Predicting chaotic time series with a partial model

Methods for forecasting time series are a critical aspect of the understanding and control of complex networks. When the model of the network is unknown, nonparametric methods for prediction have been developed, based on concepts of attractor reconstruction pioneered by Takens and others. In this Rapid Communication we consider how to make use of a subset of the system equations, if they are known, to improve the predictive capability of forecasting methods. A counterintuitive implication of the results is that knowledge of the evolution equation of even one variable, if known, can improve forecasting of all variables. The method is illustrated on data from the Lorenz attractor and from a small network with chaotic dynamics.

Figure 1

Using one equation from the Lorenz system, the data set is interpolated to reconstruct all of the system variables at subsample intervals. (a) Measured data $y$ values (black circles) are interpolated by the multistep equation solver (gray circles), approximately matching the exact solution of the Lorenz equations (gray line). At each interpolation step, we use delay coordinates of the $y$ variable to reconstruct the corresponding (unmodeled) (b) $x$ and (c) $z$ variables. In (b) and (c), the reconstructed $x$ and $z$ variables (gray circles) are compared to the exact solution (gray line).

Figure 2

Forecasting an individual trajectory of the Lorenz-63 $y$ variable. Using the equation to supplement the forecast (gray circles) is more accurate than the direct forecast method alone (open circles). The black curve is the true $y$ trajectory and the black circles on the black curve denote the sampling rate ($h=0.2$).

Figure 3

Forecasting error statistics versus prediction horizon $T$ for the Lorenz-63 (a) $y$, (b) $x$, and (c) $z$ trajectories over 5000 realizations (standard error is less than $0.15$ at all forecast horizons). The data set consists of 2000 points sampled at $h=0.2$. Using our knowledge of the $y$ equation, we can interpolate the training data at subsample step size $k=0.02$ and supplement the original training set. Direct forecasting using this interpolated data set (lower trace) outperforms direct forecasting with access to only the original data set (upper trace).

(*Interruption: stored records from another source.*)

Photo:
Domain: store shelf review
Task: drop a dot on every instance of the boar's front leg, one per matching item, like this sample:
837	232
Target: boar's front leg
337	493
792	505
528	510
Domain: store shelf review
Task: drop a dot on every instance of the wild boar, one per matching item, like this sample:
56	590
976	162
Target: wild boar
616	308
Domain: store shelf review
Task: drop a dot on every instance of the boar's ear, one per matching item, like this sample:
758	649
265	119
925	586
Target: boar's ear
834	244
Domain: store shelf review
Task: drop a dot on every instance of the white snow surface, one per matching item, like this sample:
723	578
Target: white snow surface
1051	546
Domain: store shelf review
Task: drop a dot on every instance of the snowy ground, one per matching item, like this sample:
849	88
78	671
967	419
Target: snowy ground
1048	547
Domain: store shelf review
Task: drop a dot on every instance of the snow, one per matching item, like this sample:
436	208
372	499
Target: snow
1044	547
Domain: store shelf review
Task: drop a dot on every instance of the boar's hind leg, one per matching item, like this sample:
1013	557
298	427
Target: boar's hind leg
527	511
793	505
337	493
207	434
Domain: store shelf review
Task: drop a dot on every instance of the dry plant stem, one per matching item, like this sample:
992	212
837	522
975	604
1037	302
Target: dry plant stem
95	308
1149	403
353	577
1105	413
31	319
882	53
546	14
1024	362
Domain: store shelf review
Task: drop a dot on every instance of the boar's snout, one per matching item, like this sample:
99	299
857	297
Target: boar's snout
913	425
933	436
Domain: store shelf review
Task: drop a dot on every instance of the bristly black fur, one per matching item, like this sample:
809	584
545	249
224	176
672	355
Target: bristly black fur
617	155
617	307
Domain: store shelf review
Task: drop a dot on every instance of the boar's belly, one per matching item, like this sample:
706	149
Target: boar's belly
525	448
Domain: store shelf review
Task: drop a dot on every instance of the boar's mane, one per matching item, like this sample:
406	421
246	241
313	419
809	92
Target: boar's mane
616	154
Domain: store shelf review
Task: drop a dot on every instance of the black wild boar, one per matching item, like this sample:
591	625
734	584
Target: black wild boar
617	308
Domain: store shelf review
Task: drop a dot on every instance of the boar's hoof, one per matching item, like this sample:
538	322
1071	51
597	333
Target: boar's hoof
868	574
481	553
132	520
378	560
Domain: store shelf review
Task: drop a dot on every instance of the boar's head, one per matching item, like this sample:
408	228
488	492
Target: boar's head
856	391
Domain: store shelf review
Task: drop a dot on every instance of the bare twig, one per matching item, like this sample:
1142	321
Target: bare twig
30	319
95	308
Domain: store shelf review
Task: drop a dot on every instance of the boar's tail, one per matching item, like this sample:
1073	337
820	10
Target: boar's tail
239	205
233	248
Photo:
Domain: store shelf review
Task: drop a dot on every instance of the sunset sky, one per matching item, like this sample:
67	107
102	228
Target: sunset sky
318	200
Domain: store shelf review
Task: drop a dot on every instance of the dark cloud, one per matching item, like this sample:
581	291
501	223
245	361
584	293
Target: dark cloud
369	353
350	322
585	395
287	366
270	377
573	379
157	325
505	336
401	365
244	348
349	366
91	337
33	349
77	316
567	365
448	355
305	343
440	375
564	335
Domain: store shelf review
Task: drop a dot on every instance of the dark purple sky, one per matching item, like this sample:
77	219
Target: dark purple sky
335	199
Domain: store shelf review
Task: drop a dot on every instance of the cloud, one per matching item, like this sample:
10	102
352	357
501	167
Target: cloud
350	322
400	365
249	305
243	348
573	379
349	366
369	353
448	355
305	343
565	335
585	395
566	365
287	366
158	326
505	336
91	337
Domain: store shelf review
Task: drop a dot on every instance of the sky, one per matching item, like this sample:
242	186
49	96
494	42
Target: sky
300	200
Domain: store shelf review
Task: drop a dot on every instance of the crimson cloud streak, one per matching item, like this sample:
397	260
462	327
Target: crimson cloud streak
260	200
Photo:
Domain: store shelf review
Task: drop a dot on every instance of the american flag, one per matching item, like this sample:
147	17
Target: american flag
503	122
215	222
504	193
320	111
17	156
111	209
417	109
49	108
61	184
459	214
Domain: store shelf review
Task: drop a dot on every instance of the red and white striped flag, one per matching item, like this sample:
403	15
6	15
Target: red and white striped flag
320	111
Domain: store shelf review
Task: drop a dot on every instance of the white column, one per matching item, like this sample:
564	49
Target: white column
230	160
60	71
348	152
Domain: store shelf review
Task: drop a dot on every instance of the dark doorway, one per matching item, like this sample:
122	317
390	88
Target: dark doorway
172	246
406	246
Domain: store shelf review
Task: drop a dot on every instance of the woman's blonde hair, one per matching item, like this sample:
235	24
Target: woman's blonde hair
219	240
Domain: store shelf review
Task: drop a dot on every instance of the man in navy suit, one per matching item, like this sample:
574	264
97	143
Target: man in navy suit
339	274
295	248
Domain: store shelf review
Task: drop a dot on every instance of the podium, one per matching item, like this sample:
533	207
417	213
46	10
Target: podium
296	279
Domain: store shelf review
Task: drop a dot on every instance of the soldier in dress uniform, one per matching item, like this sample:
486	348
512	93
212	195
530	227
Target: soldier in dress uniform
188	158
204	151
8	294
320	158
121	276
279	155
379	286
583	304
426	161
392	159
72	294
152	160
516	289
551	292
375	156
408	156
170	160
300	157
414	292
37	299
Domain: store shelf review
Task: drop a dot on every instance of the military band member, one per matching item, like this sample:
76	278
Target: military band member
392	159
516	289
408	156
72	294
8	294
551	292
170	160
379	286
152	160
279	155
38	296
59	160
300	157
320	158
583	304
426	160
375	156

Note the finer forecasting resolution of the lower trace. (d) Even under a moderate amount of observational noise (8% of the standard deviation), our hybrid forecasting offers better short-term prediction of the $y$ variable than the nonparametric forecast.

Figure 4

Improved short-term forecasting of a small network. (a) Example interpolation of one node from the four node chaotic network driven by Lorenz-63. The data set (black circles) is used to interpolate Lorenz-96 (gray circles). (b) At each step of the interpolation, delay coordinates reconstruct the unmodeled Lorenz-63 forcing term (gray circles). (c) Mean forecasting error of the chaotic network over 300 realizations. Standard error is less than $0.01$ at all forecast horizons. (Fewer realizations were necessary compared with Fig. 3 due to smaller variation in the dynamics.) Direct forecasting using this interpolated data set (lower trace) outperforms direct forecasting with access to only the original data set (upper trace).